Yeah, for sure, Google wants to show the answer on the results page, and for many search queries they're able to achieve this in one way or another -- either through the knowledge graph, the question-answering slop, or in the snippets of text pulled from the search results themselves. They do, at least, show links to sources in these cases, which is better than ChatGPT (or Bard, to the extent that it's used). But I agree that there's not a lot of short-term incentive for Google to cite sources in a prominent way, and there is a lot of incentive for them to develop features that replace the websites that made them valuable in the first place. There's always been an uneasy bargain between Google and webmasters, and there's always been a tension between what's best for the Google user, best for Google, and best for the Web. If there's a similar bargain with OpenAI, I don't see them approaching it with nearly as much respect: source attribution has not been prioritized in any meaningful way.

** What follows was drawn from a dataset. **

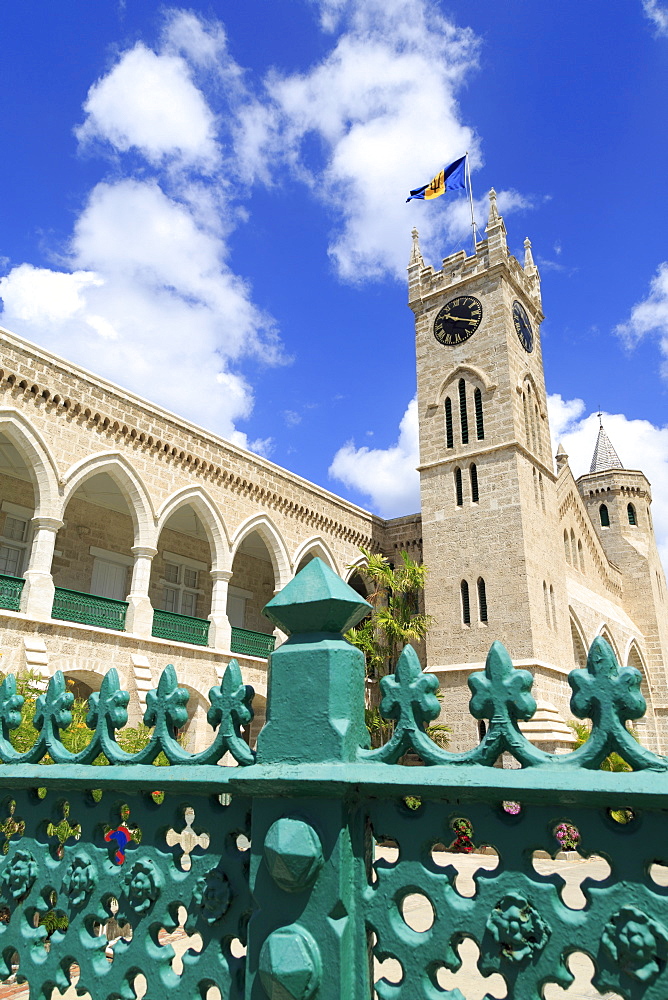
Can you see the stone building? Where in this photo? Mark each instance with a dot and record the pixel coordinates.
(518, 550)
(132, 538)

I think the characterization is unfair to generative AI, because the information that is retained in the model is a very lossy and rough generalization of the training data - that situation is a lot less direct than what it's like with search engines. In my mind, the lawsuits against search engines have a lot more ground to stand on. Saying that something "provides access to copyrighted content" almost implies that there's some mechanism that allows the user to wholesale download complete, unedited and exact copies of some copyrighted material - I could see that argument with a search engine, but not really with a text or image generator.
It's 100% dependent on copyrighted material at least, even though you can't access an exact copy of it without access to the material it wouldn't exist. It's a messy issue, I have no idea how it will be solved since it's a rather new development for humanity, in the past when humans would collect knowledge from different sources to use them in a novel way there would be at least some kind of attribution, recognition of the sources, either being cited or acknowledged in a preface. With GenAI there's nothing, and probably not even a way for GenAI to tell us where it got "inspired" from to generate something.
It's going to be a very messy landscape for copyrights and intellectual property in the next years.
> In Washington, DC, though, there seems to be a growing consensus that the tech giants need to cough up.
> Today, at a Senate hearing on AI’s impact on journalism, lawmakers from both sides of the aisle agreed that OpenAI and others should pay media outlets for using their work in AI projects. “It’s not only morally right,” said Richard Blumenthal, the Democrat who chairs the Judiciary Subcommittee on Privacy, Technology, and the Law that held the hearing. “It’s legally required.”
> Josh Hawley, a Republican working with Blumenthal on AI legislation, agreed. “It shouldn’t be that just because the biggest companies in the world want to gobble up your data, they should be able to do it,” he said.
To clarify, this was a sarcastic remark. I wasn't trying to actually imply that it was okay just because everyone else was doing it. I suppose that little /s really can do a lot of work.